Exercising small muscle groups at a time allows higher muscle specific workloads compared to whole body aerobic exercises in people with chronic obstructive pulmonary disease (COPD). Whether similar effects also occur with partitioning exercise during low load/high-repetition resistance exercises is uncertain.
PURPOSE: To investigate the acute effects of partitioning exercise on exercise workload, exertional symptoms and quadriceps muscle fatigue during low load/high-repetition resistance exercises in people with COPD and healthy controls.
METHODS: We compared the acute physiological effects of single-limb (SL) versus two-limb (TL) execution of isokinetic knee-extension and of six low load/high-repetition elastic resistance exercises in 20 people with COPD (FEV1 = 38% predicted) and 15 healthy controls.

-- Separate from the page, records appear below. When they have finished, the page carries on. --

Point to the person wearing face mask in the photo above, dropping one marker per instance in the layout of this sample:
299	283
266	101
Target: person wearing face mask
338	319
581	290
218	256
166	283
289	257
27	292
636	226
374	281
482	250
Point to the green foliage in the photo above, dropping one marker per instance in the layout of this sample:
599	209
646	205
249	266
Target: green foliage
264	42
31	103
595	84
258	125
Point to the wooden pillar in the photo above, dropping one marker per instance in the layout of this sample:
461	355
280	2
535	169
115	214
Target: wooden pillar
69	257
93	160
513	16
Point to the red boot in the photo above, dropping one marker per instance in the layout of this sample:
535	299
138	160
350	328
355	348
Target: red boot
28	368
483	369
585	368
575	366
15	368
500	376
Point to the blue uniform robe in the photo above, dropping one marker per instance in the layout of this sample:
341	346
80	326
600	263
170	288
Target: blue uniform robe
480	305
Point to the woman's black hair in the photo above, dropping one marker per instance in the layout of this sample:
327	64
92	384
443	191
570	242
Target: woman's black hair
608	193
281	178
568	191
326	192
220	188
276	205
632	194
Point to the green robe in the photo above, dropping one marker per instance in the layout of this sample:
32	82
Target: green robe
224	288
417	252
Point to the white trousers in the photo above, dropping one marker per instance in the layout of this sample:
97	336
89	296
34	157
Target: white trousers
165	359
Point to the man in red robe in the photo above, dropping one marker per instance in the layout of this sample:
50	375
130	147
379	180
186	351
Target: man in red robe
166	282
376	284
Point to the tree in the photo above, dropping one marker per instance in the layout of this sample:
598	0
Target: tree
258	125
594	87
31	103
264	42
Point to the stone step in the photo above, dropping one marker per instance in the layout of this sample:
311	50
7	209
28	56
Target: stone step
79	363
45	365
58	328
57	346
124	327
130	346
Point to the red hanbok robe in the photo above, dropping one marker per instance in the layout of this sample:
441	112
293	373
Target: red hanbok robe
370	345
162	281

RESULTS: Among people with COPD, SL exercises resulted in higher exercise workloads during isokinetic knee-extension (17 ± 31%, p<0.05) and elastic exercises (rowing 17 ± 23%; leg curl 23 ± 21%; elbow flexion 19 ± 26%; chest press 14 ± 15%; shoulder flexion 33 ± 24% and knee-extension 24 ± 18%, all p<0.05). Muscle fatigue ratings were similar during SL compared to TL exercises, while dyspnea ratings were similar between conditions during isokinetic exercises and lower during SL compared to TL elastic exercises (p<0.05). In COPD, SL knee-extension resulted in greater quadriceps fatigue than TL knee-extension as evidenced by a greater fall in quadriceps potentiated twitch force after the former exercise (-24 ± 10 vs. -16 ± 8%, p=0.025). In healthy controls, partitioning exercise with SL exercise did not modify workload, quadriceps fatigue nor dyspnea achieved during the various exercises.
CONCLUSION: Partitioning exercise by exercising using a SL allowed higher muscle localized exercise workloads, larger amount of quadriceps muscle fatigue with lower or similar level of exertional symptoms during low load/high-repetition resistance exercises in people with advanced COPD.